JudikaturBFG

RV/7102871/2021 – BFG Entscheidung

Entscheidung
16. Mai 2025

IM NAMEN DER REPUBLIK

Das Bundesfinanzgericht hat durch den Richter ***Ri*** in der Beschwerdesache ***Bf1***, ***Bf1-Adr*** über die Beschwerde vom 1. April 2021 gegen den Bescheid des Finanzamtes Österreich vom 2. März 2021 betreffend Haftungsbescheid / Sonstige 01.2012-06.2013 Steuernummer ***BF1StNr1*** zu Recht erkannt:

I. Der Beschwerde wird gemäß § 279 BAO teilweise Folge gegeben und die Haftung auf nachstehende Abgaben im Gesamtbetrag von EUR 32.963,31 eingeschränkt:

AbgabenartZeitraumBetrag in Euro
Umsatzsteuer20127.316,26
Lohnsteuer2012858,48
Einkommensteuer03/134.363,36
Einkommensteuer04/134.560,00
Einkommensteuer05/134.960,00
Einkommensteuer06/135.024,00
Dienstgeberbeitrag2012584,85
Zuschlag zum Dienstgeberbeitrag201257,19
Kraftfahrzeugsteuer10-12/125.239,17

II. Gegen dieses Erkenntnis ist eine ordentliche Revision an den Verwaltungsgerichtshof nach Art. 133 Abs. 4 Bundes-Verfassungsgesetz (B-VG) nicht zulässig.

Entscheidungsgründe

I. Verfahrensgang

Strittig ist, ob der Beschwerdeführer (Bf.) infolge der Insolvenz der ***Firma*** (Primärschuldnerin) als ehemaliger Geschäftsführer für die aushaftenden Abgabenschulden zur Haftung herangezogen werden kann.

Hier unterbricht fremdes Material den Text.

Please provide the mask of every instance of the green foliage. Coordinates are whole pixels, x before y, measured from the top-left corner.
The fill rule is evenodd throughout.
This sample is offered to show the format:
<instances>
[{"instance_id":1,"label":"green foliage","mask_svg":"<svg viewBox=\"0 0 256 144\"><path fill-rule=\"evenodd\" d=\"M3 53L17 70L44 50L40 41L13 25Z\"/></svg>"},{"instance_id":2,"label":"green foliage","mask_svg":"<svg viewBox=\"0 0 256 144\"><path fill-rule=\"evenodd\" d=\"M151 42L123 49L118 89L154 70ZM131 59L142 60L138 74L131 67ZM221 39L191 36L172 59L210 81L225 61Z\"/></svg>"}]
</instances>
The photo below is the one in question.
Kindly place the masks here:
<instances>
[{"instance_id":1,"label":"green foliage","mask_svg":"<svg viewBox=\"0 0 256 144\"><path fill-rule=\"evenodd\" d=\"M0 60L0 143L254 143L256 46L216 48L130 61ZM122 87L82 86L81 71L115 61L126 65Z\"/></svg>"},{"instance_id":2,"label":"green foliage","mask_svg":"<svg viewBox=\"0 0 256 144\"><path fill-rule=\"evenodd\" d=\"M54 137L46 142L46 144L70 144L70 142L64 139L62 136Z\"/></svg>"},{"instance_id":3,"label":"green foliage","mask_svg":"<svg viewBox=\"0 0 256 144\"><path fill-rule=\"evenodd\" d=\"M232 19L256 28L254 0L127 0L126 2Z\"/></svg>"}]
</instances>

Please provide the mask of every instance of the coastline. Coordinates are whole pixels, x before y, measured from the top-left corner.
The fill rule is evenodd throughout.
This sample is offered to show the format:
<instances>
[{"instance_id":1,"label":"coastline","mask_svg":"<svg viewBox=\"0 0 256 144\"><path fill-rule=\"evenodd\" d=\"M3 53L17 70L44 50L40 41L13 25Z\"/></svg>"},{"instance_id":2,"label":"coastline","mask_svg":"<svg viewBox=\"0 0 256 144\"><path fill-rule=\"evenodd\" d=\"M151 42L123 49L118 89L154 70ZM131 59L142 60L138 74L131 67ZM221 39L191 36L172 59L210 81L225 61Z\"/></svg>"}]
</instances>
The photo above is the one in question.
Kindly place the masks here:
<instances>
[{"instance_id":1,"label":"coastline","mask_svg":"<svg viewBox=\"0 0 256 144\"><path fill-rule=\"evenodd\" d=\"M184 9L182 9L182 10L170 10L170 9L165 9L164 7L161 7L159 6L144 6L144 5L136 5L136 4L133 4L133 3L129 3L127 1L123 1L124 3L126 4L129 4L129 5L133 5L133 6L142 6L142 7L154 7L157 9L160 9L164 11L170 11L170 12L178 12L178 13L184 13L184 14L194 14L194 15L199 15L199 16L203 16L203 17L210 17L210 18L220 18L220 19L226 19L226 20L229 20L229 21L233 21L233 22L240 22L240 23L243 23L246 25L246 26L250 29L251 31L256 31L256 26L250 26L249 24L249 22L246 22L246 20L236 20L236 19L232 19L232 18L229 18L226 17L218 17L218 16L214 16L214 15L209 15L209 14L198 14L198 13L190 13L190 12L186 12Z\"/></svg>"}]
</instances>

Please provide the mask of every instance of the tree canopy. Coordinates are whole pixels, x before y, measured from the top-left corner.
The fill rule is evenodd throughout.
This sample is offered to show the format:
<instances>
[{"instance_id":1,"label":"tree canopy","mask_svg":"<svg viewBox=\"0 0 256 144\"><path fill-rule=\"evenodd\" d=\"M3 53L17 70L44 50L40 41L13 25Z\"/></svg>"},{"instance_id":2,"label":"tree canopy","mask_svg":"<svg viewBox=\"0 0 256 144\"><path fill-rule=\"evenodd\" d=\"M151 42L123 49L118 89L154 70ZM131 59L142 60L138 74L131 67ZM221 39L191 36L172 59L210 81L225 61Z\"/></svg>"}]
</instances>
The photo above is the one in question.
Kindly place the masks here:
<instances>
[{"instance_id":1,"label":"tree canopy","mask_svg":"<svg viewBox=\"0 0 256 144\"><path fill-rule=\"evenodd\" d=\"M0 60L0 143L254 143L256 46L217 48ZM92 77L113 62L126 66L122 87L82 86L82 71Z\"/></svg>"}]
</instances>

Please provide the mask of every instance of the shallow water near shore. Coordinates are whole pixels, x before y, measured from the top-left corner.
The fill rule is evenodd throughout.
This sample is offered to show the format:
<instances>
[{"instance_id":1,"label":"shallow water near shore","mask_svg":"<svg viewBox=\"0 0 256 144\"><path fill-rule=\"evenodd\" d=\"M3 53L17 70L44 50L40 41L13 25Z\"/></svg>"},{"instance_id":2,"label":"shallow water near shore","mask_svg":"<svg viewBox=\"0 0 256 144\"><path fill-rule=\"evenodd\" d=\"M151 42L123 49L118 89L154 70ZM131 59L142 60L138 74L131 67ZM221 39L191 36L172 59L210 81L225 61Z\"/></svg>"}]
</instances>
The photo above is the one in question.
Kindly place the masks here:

Mit Schreiben vom 16. Jänner 2019 wurde der Bf. von der belangten Behörde über eine mögliche Haftungsinanspruchnahme in Kenntnis gesetzt und er wurde aufgefordert zu beweisen, dass er ohne sein Verschulden gehindert war, für die Entrichtung der Abgaben zu sorgen. Auf den Vorhalt wurde geantwortet, dass der Bf. im genannten Zeitraum nicht in diesem Bereich für das Unternehmen tätig gewesen sei.

Mit Haftungsbescheid vom 2. März 2021 wurde der Bf. als ehemaliger Geschäftsführer für die aushaftende Abgabenschuld der Primärschuldnerin in Höhe von Euro 41.204,13 in Anspruch genommen.

Dagegen erhob der Bf. mit Eingabe vom 1. April 2021 Beschwerde und brachte vor, dass dem Haftungsbescheid Einkommenssteuerbeträge für das Jahr 2013 aufgenommen sind, welche fern jeglicher Realität seien. Es sei offensichtlich, dass der Bf. derartige Beträge im Rahmen seiner Tätigkeit nicht aus dem Titel Einkommenssteuer vereinnahmen habe können.

Mit Beschwerdevorentscheidung vom 2. August 2021 wies die belangte Behörde die Beschwerde als unbegründet ab, da Einwendungen gegen die Richtigkeit der Abgabenfestsetzung im Haftungsverfahren nicht mit Erfolg vorgebracht werden können.

Mit Eingabe vom 2. September 2021 beantragte der Bf. die Beschwerdevorlage an das Bundesfinanzgericht.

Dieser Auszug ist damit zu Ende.